NVIDIA Blackwell Leads MLPerf Training v5.1 Benchmarks

NVIDIA's Blackwell architecture has set new performance standards in the MLPerf Training v5.1 benchmarks, achieving the fastest training times across all seven models. The architecture's advancements in chip design, system integration, and software optimizations have enabled unprecedented acceleration in AI model training.

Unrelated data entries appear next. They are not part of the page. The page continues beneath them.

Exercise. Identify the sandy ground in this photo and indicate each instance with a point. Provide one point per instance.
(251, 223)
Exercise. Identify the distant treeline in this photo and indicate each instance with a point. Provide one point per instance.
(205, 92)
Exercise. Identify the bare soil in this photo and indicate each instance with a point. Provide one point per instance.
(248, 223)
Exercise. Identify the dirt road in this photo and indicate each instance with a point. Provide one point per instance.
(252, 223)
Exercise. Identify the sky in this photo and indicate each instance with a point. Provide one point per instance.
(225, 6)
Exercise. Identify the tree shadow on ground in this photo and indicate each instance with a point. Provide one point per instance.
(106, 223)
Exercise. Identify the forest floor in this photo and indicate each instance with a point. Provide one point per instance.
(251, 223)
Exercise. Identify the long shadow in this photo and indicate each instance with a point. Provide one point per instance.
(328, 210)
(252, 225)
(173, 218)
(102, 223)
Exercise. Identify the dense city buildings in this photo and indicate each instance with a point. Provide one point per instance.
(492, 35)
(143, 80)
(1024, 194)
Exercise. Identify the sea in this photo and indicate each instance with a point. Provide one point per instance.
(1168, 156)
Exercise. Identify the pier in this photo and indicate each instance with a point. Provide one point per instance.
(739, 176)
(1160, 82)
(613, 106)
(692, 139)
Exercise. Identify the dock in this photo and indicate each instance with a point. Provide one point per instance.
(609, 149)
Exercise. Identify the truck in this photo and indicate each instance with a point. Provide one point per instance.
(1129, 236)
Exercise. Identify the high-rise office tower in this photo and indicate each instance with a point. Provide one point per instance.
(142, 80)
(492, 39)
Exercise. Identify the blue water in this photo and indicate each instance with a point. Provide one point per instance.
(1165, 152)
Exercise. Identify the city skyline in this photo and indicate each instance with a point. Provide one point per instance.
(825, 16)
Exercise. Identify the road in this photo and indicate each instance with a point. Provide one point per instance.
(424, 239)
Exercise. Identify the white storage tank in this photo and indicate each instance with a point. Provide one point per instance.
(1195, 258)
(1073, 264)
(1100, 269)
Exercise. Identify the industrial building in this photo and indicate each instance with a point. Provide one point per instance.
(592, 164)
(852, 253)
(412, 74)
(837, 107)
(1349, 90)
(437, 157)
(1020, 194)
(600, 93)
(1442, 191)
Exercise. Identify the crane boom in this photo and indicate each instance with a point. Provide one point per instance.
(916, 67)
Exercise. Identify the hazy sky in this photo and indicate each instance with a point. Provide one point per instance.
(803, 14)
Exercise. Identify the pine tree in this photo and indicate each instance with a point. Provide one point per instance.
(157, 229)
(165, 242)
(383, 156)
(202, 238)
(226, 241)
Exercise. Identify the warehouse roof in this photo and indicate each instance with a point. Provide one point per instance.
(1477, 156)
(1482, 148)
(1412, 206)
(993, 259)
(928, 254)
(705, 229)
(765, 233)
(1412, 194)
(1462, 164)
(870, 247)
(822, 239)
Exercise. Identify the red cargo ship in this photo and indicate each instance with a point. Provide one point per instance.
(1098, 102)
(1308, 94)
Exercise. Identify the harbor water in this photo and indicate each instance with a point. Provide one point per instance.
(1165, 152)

The MLPerf Training v5.1 benchmarks measure the time required to train models to a specified accuracy. NVIDIA's Blackwell and Blackwell Ultra GPUs excelled in every benchmark, demonstrating superior performance at both maximum and varied scales. Notably, NVIDIA was the only platform to submit results across all benchmarks, highlighting the versatility and robustness of the Blackwell architecture.

Key Benchmark Results

Llama 3.1 405B Pretraining: Completed in 10 minutes using 5,120 Blackwell GPUs.
Llama 3.1 8B Pretraining: Finished in 5.2 minutes with 512 Blackwell Ultra GPUs.
Llama 2 70B LoRA Fine-tuning: Achieved in 0.40 minutes with 512 Blackwell Ultra GPUs.
FLUX.1: Trained in 12.5 minutes using 1,152 Blackwell GPUs.

Hardware Innovations

The Blackwell architecture incorporates hardware acceleration for FP4 data formats, including NVIDIA's NVFP4 format. Blackwell GPUs offer twice the peak FP4 throughput per clock compared to FP8, while Blackwell Ultra GPUs triple this performance. This advancement enables faster training times and improved energy efficiency.

The Blackwell Ultra GPUs feature several key enhancements:

1.5x Peak NVFP4 Throughput: Updated Tensor Cores increase FP4 throughput per clock by 1.5x compared to standard Blackwell GPUs.
2x Softmax for Attention: An upgraded special function unit (SFU) doubles the throughput for softmax operations.
1.5x Larger HBM3e Capacity: Higher-capacity HBM3e stacks eliminate the need for CPU offloading and reduce model-parallel communication overheads.

Networking and Software Optimizations

NVIDIA utilized the Quantum-X800 networking platform, which includes ConnectX-8 SuperNICs, Quantum-X800 InfiniBand switches, and LinkX cables. This setup enabled the industry's first 800 Gb/s networking submission to MLPerf Training, further accelerating training times.

Software optimizations were critical to the benchmark results. For example, FP8 precision was used for the attention BMM inputs in the Llama 3.1 8B pretraining benchmark, resulting in up to 1.3x better performance compared to BF16 precision. Additional optimizations included a fused RoPE kernel in Transformer Engine and the elimination of device-to-device memory copies.

Conclusion

NVIDIA's Blackwell architecture has established itself as the leading platform for AI training, as demonstrated by its dominance in the MLPerf Training v5.1 benchmarks. With innovations in hardware, networking, and software, NVIDIA continues to push the boundaries of AI performance and efficiency.